Fiction 18 (nouvelle série)
Fiction 18 (nouvelle série)
Lyon, Les Moutons électriques, printemps 2014, 272 p.
Nouvelle présentation pour ce numéro sous-titré « La revue qui défie la gravité » (au propre comme au figuré, prétend la rédaction dans l’éditorial). La troisième et la plus complète : changement de format et de maquette, quadrichromie en pages intérieures (presque en même temps que Solaris). Le résultat contraste avec la sévérité outrée des précédents. Il est cependant dommage que le même dessin ouvre chaque nouvelle et que les illustrations variées soient réservées à la partie rédactionnelle et au portfolio. Fiction passe de semestriel à quadrimestriel et a peut-être achevé ce à quoi elle tendait : une prestigieuse revue de bibliothèque. Enfin, le prix a baissé.
Contrairement à ses concurrentes, Fiction entame son sommaire par la partie rédactionnelle. Autre innovation : deux entrevues d’un auteur par un autre qui virent à un échange de points de vue. Questionné par Ayerdhal, Norman Spinrad, écrivain engagé selon ses propres termes, explicite la portée philosophique, politique et esthétique de son œuvre, le contexte où elle a été écrite et les problèmes avec l’édition et la situation françaises comme états-uniennes. Justine Niogret et Jean-Philippe Jaworski confrontent leurs rapports au celticisme, à l’archéologie et à la Fantasy. Ici, il est difficile de discerner qui questionne qui et le résultat n’en est que plus vivant.
Hélas, les rubriques sont bien moins réussies, par manque de développement. « Des Nouvelles du futur » de Nicolas Nova, sur les technologies de vision artificielle, « Les Mains dans le cambouis, la tête dans les étoiles » d’Alex Nikolavitch, sur les mutants, et « Passerelles » de Julie Proust Tanguy, sur le thème du labyrinthe, pourraient être intéressants s’ils offraient mieux que des pistes. C’est de l’élégant (?) badinage. Et ne parlons pas du portfolio, hors sujet dans une revue de SF et de fantastique.
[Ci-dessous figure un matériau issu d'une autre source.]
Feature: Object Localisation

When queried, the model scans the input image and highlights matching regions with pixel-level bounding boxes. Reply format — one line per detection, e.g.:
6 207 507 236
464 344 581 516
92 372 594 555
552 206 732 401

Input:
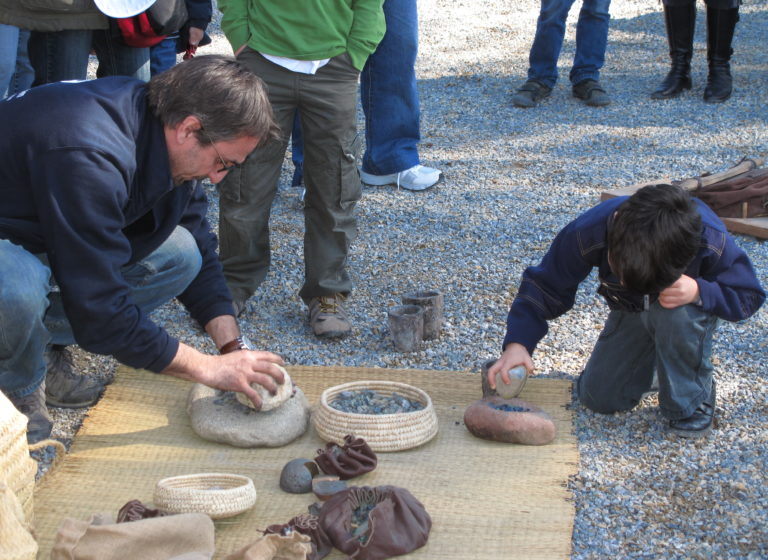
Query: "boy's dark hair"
147 55 280 145
608 184 701 294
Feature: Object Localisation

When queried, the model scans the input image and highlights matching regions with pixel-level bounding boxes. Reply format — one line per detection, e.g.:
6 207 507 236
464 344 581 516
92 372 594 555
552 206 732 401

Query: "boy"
488 185 765 437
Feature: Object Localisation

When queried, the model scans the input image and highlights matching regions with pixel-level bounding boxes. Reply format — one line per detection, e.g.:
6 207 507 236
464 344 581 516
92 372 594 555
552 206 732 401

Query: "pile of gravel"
46 0 768 559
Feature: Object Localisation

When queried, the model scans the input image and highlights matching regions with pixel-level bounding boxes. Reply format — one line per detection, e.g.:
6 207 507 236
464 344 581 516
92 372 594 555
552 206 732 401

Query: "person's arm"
347 0 386 71
217 0 250 55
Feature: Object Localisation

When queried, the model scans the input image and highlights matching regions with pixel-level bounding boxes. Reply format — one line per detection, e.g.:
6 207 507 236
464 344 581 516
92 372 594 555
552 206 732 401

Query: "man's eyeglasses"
200 128 242 173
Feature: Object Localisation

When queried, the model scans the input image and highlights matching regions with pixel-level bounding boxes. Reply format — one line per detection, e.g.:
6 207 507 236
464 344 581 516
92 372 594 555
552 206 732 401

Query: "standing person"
651 0 741 103
0 0 153 85
292 0 442 191
149 0 213 76
488 185 765 437
512 0 611 107
0 56 283 442
218 0 384 338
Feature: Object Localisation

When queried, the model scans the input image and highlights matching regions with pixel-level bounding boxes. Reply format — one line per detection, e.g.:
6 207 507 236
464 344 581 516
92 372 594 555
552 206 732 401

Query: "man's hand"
659 274 699 309
488 342 534 389
163 343 285 409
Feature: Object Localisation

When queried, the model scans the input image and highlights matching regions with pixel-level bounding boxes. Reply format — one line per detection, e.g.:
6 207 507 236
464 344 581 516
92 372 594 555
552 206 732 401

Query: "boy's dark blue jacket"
0 77 233 372
503 196 765 354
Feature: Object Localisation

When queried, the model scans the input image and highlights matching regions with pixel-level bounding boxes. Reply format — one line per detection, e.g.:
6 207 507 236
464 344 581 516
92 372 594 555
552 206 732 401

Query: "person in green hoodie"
218 0 385 338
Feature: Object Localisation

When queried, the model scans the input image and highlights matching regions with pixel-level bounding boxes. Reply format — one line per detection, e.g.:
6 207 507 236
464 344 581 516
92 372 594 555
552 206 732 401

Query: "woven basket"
312 381 437 452
0 392 37 524
154 473 256 519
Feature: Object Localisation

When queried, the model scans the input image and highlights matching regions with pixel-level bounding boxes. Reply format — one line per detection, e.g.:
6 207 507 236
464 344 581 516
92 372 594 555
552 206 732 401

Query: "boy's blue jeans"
577 302 717 420
528 0 611 87
0 227 202 398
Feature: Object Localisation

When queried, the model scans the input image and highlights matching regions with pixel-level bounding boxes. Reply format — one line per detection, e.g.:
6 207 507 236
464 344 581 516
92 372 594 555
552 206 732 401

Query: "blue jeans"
149 33 179 76
29 29 149 85
577 302 717 420
528 0 611 87
0 227 202 398
0 23 19 99
292 0 421 180
360 0 421 175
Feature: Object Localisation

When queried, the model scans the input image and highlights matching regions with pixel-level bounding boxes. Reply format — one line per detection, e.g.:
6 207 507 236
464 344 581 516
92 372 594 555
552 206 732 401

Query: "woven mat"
35 367 578 560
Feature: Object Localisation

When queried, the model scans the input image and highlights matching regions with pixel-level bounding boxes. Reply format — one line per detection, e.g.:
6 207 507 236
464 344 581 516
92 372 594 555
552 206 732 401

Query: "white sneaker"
360 165 443 191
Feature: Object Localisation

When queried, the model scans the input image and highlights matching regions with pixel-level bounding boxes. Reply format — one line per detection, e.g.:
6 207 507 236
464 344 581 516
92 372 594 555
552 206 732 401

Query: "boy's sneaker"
10 381 53 445
573 79 611 107
512 80 552 109
360 165 443 191
669 380 717 438
309 294 352 338
45 345 104 408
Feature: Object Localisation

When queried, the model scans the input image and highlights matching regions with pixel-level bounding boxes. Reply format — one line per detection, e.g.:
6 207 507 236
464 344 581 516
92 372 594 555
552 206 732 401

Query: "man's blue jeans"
29 29 149 85
528 0 611 87
577 302 717 420
0 227 202 398
360 0 421 175
291 0 421 180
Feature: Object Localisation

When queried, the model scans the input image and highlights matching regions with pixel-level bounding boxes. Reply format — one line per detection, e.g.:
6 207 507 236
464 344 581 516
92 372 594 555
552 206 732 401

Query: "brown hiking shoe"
45 346 104 408
309 294 352 338
10 381 53 445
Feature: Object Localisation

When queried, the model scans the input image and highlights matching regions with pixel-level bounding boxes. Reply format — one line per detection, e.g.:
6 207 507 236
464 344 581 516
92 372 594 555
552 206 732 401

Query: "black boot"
651 2 696 99
704 7 739 103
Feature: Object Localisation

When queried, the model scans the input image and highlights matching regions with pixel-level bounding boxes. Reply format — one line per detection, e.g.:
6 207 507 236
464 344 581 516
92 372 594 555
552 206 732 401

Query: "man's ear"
174 115 203 144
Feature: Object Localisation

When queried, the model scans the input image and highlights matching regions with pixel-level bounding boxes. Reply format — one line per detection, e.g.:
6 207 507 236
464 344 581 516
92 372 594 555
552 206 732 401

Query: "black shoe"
573 79 611 107
669 380 717 438
11 381 53 445
45 346 104 408
512 80 552 109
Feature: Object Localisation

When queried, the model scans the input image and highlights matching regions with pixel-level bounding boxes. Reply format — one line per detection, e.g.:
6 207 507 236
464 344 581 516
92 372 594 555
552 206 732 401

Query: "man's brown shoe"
309 294 352 338
45 346 104 408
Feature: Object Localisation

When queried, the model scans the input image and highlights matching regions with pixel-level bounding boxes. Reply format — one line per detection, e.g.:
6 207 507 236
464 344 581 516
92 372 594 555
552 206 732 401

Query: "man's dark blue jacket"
0 77 232 372
503 196 765 354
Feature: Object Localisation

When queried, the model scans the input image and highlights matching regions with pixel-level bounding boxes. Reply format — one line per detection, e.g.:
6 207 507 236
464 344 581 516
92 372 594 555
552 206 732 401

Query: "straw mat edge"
35 367 578 560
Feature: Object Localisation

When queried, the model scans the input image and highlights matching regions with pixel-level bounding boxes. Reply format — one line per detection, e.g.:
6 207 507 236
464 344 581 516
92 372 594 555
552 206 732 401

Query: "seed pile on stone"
330 389 424 414
488 403 531 412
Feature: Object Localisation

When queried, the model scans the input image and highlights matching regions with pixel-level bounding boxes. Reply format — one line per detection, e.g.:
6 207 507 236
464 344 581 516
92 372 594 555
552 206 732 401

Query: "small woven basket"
154 473 256 519
0 392 37 523
312 381 437 452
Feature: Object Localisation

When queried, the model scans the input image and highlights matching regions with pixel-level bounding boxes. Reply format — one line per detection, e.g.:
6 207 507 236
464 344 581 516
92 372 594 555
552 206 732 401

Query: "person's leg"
299 54 362 303
650 303 717 420
528 0 574 88
149 33 179 76
360 0 421 175
8 29 35 95
0 23 19 99
218 49 297 313
93 29 150 82
0 239 50 400
577 311 655 414
29 29 92 86
570 0 611 84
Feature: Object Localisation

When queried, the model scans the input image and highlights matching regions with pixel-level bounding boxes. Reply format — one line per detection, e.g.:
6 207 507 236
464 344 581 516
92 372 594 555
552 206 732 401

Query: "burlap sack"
319 486 432 560
315 435 378 480
0 480 37 560
224 531 312 560
51 513 214 560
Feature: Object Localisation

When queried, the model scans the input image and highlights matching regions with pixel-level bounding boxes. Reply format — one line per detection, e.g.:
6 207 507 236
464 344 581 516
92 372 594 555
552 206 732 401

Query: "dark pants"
578 302 717 420
219 48 362 302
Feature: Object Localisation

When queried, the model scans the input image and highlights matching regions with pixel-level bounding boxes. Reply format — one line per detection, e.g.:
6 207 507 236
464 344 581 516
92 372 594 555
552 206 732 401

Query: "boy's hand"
488 342 533 389
659 274 699 309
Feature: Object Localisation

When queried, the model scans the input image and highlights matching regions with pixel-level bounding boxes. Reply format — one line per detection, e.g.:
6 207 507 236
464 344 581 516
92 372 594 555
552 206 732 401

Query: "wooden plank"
600 179 768 239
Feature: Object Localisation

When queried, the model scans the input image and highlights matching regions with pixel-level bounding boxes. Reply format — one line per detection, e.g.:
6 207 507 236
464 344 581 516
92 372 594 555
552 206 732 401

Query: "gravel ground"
40 0 768 559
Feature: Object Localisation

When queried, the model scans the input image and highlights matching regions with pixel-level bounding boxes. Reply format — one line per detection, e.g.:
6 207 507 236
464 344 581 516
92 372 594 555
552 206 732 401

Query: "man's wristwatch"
219 335 253 354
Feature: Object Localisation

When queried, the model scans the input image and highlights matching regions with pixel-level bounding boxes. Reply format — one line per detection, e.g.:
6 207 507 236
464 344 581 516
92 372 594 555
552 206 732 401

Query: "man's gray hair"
147 55 280 145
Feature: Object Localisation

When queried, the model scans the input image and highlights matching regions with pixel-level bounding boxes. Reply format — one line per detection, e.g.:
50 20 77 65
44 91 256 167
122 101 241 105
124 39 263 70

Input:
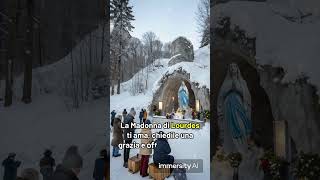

La rédaction a-t-elle voulu ouvrir l’esprit de ses lecteurs au monde passionnant de la photographie ? N’importe quelle plage leur offrira la vue des mêmes semi-nudités.
Il est permis de s’interroger sur l’utilité publicitaire d’un extrait d’un récent roman de Robin Hobb et Steven Brust. Dédié à Jack Vance, « Les Djinns funèbres » de Timothée Rey est un planet-opera sophistiqué et non dépourvu d’humour, meilleur qu’un pastiche servile. « Trajectoire » (« ArcÉ ») de Ken Liu joue subtilement sur l’opposition entre l’immortalité et un procédé de conservation des cadavres dans la carrière d’une femme future. « Quatre cents millions d’années de réflexion » (« The 400-Million-Year-Itch ») de Steven Utley est une évocation un peu morne sur le tourisme temporel au paléozoïque. C’est – peut-être heureusement – la dernière d’une série de nouvelles.
Vu son futur un peu vague, Estelle Faye aurait dû développer son « Gipsy Nuke », mésaventure d’un de ces gitans tolérés dans la mesure où ils acceptent de réparer les centrales nucléaires indûment prolongées. « La Rive d’en face » (« The Far Shore ») d’Elizabeth Hand est une poignante histoire d’amour homosexuel entre un cygne-garou et un humain qui adopte sa mutation. « Pique-nique à Pentecôte » (« Picnic on Pentecost ») de Rand B. Lee est un poème en prose où quatre naufragés sont transformés pour s’adapter à une planète. « L’Éternité dure longtemps » de Sonia Quémener expose avec humour la vie des fantômes et se demande pourquoi ils butent sur le manteau terrestre.
Vaut-il la peine de mentionner les trois dernières nouvelles ? La sélection anglo-saxonne laisse parfois sceptique, contrairement à l’apport français, plus qu’honorable. Déplorons aussi que ce numéro ait multiplié les textes courts alors qu’aurait pu y trouver sa place au moins un de ces courts romans bien développés que propose l’édition états-unienne et que la maquette laisse beaucoup d’espace vierge. Mais, c’est bien connu, ce métrage est mal aimé des périodiques francophones de SF. L’innovation serait sans doute trop criante pour cette nouvelle formule, si dynamique soit-elle. Peut-être trop sophistiquée, celle-ci s’adresse plutôt à des esthètes du genre.